Now, let $$f(a,b,c)=1+2\sqrt{\frac{a+b+c+5}{3}}-\sum_{cyc}\sqrt{a+1}+\lambda(ab+ac+bc+abc-4).$$

Thus, in the inside minimum point we have: $$\frac{\partial f}{\partial a}=\frac{\partial f}{\partial b}=\frac{\partial f}{\partial c}=0,$$ which gives $$-\frac{1}{2\sqrt{a+1}}+\lambda(b+c+bc)=-\frac{1}{2\sqrt{b+1}}+\lambda(a+c+ac)=-\frac{1}{2\sqrt{c+1}}+\lambda(a+b+ab).$$ From the first equality we obtain: $$\frac{1}{\sqrt{b+1}}-\frac{1}{\sqrt{a+1}}=2\lambda(a+ac-b-bc)$$ or $$(a-b)\left(\frac{1}{\sqrt{(a+1)(b+1)}(\sqrt{a+1}+\sqrt{b+1})}-2\lambda(c+1)\right)=0.$$ By the similar way we obtain $$(a-c)\left(\frac{1}{\sqrt{(a+1)(c+1)}(\sqrt{a+1}+\sqrt{c+1})}-2\lambda(b+1)\right)=0.$$
Now, let in this point be $a\neq b$ and $a\neq c$.

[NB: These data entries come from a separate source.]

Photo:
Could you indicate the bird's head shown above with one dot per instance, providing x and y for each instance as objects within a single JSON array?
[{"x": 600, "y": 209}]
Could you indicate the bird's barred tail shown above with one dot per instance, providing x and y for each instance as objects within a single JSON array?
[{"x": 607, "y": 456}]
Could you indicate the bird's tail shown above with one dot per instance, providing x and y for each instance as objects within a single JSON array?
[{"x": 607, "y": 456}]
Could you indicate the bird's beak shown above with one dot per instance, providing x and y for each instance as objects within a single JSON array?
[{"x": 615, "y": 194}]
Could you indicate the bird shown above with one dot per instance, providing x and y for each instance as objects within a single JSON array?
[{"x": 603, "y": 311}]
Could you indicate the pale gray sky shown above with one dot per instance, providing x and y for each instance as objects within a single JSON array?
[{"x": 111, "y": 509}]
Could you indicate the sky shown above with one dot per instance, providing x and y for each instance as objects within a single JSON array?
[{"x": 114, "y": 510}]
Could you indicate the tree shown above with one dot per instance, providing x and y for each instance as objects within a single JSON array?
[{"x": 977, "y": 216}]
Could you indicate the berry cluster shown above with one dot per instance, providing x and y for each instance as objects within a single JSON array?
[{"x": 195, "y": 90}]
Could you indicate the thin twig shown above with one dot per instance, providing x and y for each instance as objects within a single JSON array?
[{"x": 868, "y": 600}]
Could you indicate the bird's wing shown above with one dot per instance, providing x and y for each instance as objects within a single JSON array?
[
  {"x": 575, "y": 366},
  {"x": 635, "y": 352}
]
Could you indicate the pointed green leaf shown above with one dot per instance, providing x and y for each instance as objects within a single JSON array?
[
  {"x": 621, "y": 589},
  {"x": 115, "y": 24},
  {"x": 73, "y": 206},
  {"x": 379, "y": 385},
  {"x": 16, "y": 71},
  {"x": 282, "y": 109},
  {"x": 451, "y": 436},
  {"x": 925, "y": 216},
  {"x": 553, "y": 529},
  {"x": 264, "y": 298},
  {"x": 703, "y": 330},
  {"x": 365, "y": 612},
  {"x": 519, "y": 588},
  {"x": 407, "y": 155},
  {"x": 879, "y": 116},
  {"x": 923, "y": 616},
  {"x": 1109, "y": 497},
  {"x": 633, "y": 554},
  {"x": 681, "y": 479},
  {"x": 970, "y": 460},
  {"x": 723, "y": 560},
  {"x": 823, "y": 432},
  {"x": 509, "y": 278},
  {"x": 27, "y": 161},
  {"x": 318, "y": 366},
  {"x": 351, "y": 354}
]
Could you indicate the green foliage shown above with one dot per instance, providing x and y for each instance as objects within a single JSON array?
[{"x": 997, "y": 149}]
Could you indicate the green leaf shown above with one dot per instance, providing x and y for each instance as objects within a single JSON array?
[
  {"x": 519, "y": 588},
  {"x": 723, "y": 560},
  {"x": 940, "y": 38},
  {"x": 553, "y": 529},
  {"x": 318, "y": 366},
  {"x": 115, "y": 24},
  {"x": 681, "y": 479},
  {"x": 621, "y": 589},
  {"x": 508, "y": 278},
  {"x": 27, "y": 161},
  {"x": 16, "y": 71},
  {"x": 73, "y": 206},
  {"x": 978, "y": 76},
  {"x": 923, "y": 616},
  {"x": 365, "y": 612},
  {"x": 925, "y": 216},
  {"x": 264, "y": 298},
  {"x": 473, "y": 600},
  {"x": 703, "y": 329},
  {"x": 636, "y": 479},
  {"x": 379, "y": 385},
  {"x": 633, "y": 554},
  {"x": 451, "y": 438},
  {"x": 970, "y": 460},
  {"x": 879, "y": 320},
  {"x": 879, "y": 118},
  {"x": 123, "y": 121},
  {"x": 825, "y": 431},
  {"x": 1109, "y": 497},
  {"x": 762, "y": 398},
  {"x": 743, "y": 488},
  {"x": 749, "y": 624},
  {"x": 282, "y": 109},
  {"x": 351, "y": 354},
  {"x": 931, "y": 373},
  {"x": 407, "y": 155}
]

Thus, $$\sqrt{(a+1)(b+1)}(\sqrt{a+1}+\sqrt{b+1})(c+1)=\sqrt{(a+1)(c+1)}(\sqrt{a+1}+\sqrt{c+1})(b+1)$$ or $$\sqrt{b+1}(\sqrt{a+1}+\sqrt{b+1})(c+1)=\sqrt{c+1}(\sqrt{a+1}+\sqrt{c+1})(b+1)$$ $$\sqrt{b+1}=\sqrt{c+1},$$ which gives $b=c$.

Thus, it's enough to prove our inequality for equality case of two variables.

Let $b=a$.

Thus, the condition gives $c=\frac{2-a}{a},$ where $0<a<2$ and we need to prove that: $$2\sqrt{a+1}+\sqrt{\frac{2}{a}}\leq1+\frac{2\sqrt2(a+1)}{\sqrt{3a}}.$$ Now, let $a=x^2,$ where $0<x<\sqrt2.$

Thus, we need to prove that: $$2\sqrt2x^2+\sqrt3x+2\sqrt2-\sqrt6\geq2x\sqrt{3(x^2+1)}$$ or $$(\sqrt2-x)\left(7\sqrt2-4\sqrt6+x-4(\sqrt6-\sqrt2)x^2+4x^3\right)\geq0,$$ which is true for $0<x<\sqrt2$.

Answer 2

Proof.

Let $x := \sqrt{a + 1} - 1, y := \sqrt{b + 1} - 1, z := \sqrt{c + 1} - 1$.
We have $a = x^2 + 2x, b = y^2 + 2y, c = z^2 + 2z$.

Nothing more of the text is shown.